# Top Earners in Movie Industry

## Table of Contents

<ul>
    <li><a href="#intro">Introduction</a></li>
    <li><a href="#eda">Exploratory Data Analysis</a></li>
    <li><a href="#conclusion">Conclusion</a></li>
</ul>

<a id="#intro"></a>
## Introduction

> This analysis project is to be done using the imdb movie data. When the analysis is completed, you should be able to find the top 5 highest grossing directors, the top 5 highest grossing movie genres of all time, comparing the revenue of the highest grossing movies and which companies released the most movies. 

> There are 10 columns that will not be needed for the analysis. Use pandas to drop these columns. HINT: Only the columns pertaining to revenue will be needed.

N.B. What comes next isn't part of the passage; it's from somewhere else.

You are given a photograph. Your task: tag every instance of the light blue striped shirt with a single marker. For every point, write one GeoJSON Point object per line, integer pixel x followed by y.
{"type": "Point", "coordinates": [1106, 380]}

> To get you started, I've already placed the needed code for getting the packages and datafile that you will be using for the project. 

In [None]:
!pip install numpy
!pip install pandas
import csv
import pandas as pd
import numpy as np

%matplotlib inline
import matplotlib.pyplot as plt

In [37]:
#Creating Function to open and read CSV data
def open_csv(filename, d = ','):
    #define an empty list to store data
    data = []
    
    with open(filename, encoding = 'utf-8') as mData:
        #csv reader method to create a python list
        info = csv.reader(mData, delimiter = d)
        
        # Loop over info and append to data list
        for row in info:
            data.append(row)
    return data

csv_data = open_csv('../imdb-movies/files/imdb-movies.csv')

print(csv_data[1:2])

[['135397', 'tt0369610', '32.985763', '150000000', '1513528810', 'Jurassic World', "Chris Pratt|Bryce Dallas Howard|Irrfan Khan|Vincent D'Onofrio|Nick Robinson", 'http://www.jurassicworld.com/', 'Colin Trevorrow', 'The park is open.', 'monster|dna|tyrannosaurus rex|velociraptor|island', 'Twenty-two years after the events of Jurassic Park, Isla Nublar now features a fully functioning dinosaur theme park, Jurassic World, as originally envisioned by John Hammond.', '124', 'Action|Adventure|Science Fiction|Thriller', 'Universal Studios|Amblin Entertainment|Legendary Pictures|Fuji Television Network|Dentsu', '6/9/2015', '5562', '6.5', '2015', '137999939.3', '1392445893']]


In [41]:
# pandas read csv
movies = pd.read_csv('../imdb-movies/files/imdb-movies.csv', sep=',')
movies.head(1)

Unnamed: 0,id,imdb_id,popularity,budget,revenue,original_title,cast,homepage,director,tagline,...,overview,runtime,genres,production_companies,release_date,vote_count,vote_average,release_year,budget_adj,revenue_adj
0,135397,tt0369610,32.985763,150000000,1513528810,Jurassic World,Chris Pratt|Bryce Dallas Howard|Irrfan Khan|Vi...,http://www.jurassicworld.com/,Colin Trevorrow,The park is open.,...,Twenty-two years after the events of Jurassic ...,124,Action|Adventure|Science Fiction|Thriller,Universal Studios|Amblin Entertainment|Legenda...,6/9/2015,5562,6.5,2015,137999939.3,1392446000.0


### Drop columns without neccesary information and remove all records with no financial information -- Pay close attention to things that don't tell you anything regarding financial data

In [45]:
movies[['original_title','budget','budget_adj','revenue','revenue_adj']]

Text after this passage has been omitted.